According to interviews, Scott plans to put a futuristic sci-fi spin on the game for the film. One hopes he also plans to carve a compelling narrative out of it, though that seems a lot to hope for from a game based on real estate and road-improvement taxes. (My guess: When a Scottie Dog finds this illicit and dangerous piece of evidence in an abandoned Community Chest, the race is on! As he hops the Pennsylvania Railroad to escape the villainous Horse and Rider, the audience is in for an edge-of-their-seat adventure! MONOPOLY: Get Out of Jail Free, Summer 2010.)

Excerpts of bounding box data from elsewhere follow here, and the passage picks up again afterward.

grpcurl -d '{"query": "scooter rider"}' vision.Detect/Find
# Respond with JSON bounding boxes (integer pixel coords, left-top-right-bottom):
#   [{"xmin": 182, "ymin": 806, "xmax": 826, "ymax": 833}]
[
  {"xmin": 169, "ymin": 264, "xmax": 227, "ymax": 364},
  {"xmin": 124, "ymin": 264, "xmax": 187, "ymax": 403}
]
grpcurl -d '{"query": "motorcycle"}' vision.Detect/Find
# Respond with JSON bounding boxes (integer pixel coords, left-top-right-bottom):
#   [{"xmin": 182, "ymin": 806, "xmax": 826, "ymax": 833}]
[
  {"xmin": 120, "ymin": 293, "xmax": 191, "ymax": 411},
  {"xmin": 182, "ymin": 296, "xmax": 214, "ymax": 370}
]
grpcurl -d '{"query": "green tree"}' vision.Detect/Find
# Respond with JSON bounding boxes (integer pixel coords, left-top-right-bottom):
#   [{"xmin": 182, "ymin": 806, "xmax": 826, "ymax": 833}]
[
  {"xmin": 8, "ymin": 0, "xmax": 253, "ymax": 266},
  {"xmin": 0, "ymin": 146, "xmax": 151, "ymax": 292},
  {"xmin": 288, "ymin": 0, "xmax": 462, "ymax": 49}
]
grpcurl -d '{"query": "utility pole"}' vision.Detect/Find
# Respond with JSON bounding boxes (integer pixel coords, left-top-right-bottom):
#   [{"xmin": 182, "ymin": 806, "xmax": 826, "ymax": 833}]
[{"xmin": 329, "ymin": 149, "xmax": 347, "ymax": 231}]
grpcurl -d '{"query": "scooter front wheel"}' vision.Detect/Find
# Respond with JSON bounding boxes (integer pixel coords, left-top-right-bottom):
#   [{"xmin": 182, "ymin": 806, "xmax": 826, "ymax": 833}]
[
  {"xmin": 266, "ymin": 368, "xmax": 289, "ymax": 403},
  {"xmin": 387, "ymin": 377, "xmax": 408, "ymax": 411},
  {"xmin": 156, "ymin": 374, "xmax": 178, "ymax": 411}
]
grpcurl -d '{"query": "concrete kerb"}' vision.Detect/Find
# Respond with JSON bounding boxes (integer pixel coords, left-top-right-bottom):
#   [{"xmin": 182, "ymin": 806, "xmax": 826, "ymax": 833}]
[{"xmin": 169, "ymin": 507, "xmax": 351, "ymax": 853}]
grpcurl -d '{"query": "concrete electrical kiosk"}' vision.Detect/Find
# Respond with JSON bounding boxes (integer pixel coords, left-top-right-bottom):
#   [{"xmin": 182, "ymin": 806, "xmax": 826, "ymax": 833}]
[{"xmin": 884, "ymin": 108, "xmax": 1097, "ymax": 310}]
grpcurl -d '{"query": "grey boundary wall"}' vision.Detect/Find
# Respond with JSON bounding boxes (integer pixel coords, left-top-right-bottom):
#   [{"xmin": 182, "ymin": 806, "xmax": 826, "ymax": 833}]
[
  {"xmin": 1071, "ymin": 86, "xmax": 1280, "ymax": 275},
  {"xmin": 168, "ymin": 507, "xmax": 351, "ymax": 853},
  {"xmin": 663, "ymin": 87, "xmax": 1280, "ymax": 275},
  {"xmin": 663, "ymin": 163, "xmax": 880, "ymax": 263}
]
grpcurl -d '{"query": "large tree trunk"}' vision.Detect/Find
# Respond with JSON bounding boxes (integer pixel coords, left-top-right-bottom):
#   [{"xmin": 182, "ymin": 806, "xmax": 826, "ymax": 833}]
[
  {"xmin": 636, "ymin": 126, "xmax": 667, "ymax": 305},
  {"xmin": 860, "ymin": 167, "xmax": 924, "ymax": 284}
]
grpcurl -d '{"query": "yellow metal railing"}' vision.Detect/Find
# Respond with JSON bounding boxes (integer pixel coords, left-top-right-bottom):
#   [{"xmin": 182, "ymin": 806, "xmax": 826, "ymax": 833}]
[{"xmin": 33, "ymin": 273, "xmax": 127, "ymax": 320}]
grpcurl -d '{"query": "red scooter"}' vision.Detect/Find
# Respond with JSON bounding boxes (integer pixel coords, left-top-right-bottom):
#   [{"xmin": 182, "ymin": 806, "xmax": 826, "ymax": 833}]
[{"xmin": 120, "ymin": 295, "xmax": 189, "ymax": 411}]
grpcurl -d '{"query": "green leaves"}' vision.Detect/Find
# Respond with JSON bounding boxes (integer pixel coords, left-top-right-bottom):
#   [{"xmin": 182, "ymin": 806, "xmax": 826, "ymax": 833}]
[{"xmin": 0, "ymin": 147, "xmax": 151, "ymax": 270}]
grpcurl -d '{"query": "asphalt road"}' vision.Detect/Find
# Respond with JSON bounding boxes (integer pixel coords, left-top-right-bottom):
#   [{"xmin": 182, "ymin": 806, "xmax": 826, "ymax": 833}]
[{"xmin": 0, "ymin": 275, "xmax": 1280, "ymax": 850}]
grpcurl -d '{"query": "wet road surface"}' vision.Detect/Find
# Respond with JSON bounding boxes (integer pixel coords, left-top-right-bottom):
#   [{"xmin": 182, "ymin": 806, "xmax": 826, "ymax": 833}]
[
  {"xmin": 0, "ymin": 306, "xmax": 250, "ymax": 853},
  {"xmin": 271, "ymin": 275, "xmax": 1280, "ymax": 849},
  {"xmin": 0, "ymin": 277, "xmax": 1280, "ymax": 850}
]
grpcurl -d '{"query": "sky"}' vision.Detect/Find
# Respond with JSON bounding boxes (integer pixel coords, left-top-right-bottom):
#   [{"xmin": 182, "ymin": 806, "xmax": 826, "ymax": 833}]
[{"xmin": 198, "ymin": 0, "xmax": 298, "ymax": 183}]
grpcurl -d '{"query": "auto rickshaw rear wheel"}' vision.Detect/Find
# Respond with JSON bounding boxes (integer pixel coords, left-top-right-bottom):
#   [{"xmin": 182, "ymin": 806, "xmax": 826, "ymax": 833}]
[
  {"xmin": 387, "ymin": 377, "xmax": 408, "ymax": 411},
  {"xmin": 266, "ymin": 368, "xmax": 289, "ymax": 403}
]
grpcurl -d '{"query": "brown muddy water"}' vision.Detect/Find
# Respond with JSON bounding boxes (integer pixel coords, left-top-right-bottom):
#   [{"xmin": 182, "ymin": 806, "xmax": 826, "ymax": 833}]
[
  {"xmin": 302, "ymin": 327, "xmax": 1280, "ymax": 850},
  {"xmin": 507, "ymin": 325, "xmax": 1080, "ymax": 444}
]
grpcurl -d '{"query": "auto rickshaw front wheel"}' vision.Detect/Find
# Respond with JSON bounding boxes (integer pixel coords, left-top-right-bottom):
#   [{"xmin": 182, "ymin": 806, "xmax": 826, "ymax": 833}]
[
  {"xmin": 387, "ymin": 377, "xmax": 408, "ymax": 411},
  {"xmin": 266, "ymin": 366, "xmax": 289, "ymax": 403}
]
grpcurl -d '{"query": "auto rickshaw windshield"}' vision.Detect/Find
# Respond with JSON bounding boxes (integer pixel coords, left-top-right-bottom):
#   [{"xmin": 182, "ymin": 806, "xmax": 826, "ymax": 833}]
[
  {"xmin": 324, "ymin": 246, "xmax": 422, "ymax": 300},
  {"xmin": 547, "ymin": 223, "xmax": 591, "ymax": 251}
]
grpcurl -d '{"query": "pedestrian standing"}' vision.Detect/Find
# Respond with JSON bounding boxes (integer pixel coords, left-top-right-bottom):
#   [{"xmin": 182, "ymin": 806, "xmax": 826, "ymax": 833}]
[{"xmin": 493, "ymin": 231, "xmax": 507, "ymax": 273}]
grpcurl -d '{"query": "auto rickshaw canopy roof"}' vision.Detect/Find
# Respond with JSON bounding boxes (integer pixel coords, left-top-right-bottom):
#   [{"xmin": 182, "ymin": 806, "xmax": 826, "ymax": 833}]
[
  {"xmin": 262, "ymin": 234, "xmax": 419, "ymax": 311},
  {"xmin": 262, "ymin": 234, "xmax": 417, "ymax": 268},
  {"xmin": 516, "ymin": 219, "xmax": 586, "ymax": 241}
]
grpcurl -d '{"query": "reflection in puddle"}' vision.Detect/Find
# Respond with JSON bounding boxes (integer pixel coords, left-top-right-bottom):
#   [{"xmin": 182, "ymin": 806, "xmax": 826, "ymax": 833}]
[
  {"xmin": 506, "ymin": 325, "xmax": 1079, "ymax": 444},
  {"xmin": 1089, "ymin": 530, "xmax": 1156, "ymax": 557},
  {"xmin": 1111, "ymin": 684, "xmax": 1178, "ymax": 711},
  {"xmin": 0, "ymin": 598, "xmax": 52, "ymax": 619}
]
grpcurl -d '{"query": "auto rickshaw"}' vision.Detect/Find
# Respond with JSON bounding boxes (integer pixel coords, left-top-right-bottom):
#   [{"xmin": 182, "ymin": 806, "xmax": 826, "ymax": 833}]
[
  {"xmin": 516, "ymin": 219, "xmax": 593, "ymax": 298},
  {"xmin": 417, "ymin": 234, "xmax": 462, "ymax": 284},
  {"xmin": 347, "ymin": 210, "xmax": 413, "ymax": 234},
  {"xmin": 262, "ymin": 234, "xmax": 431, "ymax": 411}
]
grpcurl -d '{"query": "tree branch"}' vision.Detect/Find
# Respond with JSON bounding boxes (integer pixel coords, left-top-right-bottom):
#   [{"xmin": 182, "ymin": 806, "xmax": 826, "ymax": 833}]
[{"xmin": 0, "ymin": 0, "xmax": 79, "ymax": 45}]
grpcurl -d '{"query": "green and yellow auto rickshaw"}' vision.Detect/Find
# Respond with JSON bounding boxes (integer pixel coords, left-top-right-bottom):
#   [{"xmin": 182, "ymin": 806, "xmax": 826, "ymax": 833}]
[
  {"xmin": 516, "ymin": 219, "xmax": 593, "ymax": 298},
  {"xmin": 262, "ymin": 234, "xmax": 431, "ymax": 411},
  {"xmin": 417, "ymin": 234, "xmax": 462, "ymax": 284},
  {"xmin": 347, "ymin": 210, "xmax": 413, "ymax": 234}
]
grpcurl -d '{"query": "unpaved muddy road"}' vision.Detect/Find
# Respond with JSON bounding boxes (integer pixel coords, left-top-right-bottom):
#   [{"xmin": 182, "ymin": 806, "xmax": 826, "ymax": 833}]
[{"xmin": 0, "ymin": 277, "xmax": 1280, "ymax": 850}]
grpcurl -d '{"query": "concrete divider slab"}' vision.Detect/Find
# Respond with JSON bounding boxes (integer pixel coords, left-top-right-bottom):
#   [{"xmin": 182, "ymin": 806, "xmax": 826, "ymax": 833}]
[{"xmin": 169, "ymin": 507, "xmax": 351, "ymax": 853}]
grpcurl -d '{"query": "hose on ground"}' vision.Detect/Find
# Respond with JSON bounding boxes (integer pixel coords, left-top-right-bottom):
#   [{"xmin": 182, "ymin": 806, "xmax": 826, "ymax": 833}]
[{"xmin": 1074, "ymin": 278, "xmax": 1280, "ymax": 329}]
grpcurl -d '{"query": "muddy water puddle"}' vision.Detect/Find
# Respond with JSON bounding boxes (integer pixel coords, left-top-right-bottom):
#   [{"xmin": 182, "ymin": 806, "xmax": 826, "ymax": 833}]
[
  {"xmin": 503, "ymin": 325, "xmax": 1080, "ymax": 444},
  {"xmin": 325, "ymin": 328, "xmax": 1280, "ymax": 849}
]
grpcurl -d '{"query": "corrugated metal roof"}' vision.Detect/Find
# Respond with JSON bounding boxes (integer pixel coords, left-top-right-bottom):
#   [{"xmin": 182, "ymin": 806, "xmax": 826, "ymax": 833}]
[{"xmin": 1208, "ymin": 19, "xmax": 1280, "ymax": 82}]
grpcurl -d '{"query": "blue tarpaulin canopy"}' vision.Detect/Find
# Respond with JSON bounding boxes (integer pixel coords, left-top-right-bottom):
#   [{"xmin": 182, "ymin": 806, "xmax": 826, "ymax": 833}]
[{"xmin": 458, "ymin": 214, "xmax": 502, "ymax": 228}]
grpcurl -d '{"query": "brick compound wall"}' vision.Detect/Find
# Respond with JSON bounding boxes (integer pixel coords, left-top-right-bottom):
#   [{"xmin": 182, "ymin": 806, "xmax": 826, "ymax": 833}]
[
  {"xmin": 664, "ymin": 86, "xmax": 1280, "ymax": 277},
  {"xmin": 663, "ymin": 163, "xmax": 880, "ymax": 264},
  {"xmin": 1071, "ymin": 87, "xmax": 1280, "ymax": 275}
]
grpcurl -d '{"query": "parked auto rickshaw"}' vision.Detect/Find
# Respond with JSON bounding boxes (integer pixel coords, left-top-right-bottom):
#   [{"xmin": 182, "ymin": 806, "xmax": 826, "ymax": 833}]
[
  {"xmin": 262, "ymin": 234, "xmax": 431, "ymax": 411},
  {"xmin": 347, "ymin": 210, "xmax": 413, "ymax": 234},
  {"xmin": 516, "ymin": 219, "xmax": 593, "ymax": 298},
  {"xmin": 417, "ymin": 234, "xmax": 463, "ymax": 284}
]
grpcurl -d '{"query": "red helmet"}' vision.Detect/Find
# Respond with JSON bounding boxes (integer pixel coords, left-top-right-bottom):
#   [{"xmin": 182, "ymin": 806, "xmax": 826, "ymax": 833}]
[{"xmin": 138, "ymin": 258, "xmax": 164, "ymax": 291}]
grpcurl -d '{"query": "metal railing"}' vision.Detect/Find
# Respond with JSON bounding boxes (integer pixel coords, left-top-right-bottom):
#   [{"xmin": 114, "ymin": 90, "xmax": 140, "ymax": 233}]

Ridley Scott is a talented director, even if he has yet to surpass the iconic Blade Runner, but for a man who has the clout to direct almost anything, an adaptation of a board game seems a bizarre choice to leap to the top of the list. He confirmed Brave New World only a few months ago; is Aldous Huxley just not as convincing as Mr. Moneybags?
Scott’s narrative obstacles don’t even take into account the intended genre twist; Scott has not tackled science fiction or fantasy since 1985’s Legend (unless you count the fantasy that Orlando Bloom can carry a historical epic). Couldn’t he have at least gone for the imperialist undertones of Parcheesi? Maybe he’s just powered by the need for the Scottie Dog and the Top Hat to finally consummate the star-crossed love that has enthralled players of this character-study pastime for generations.
As the scriptwriting process begins, questions remain. Can Ridley Scott develop a decent sci-fi movie out of a totally non-genre game? Clearly the smash success of Transformers played a role in getting this project greenlit, but is there a big (and nostalgia-ridden) enough audience built in to the game? Is Russell Crowe in negotiations to play the Scottie Dog?
And Ridley: What are you thinking? (Unless you plan to take the money from this movie and stuff a mattress with hundred-dollar bills, in which case I totally condone what you’re thinking.)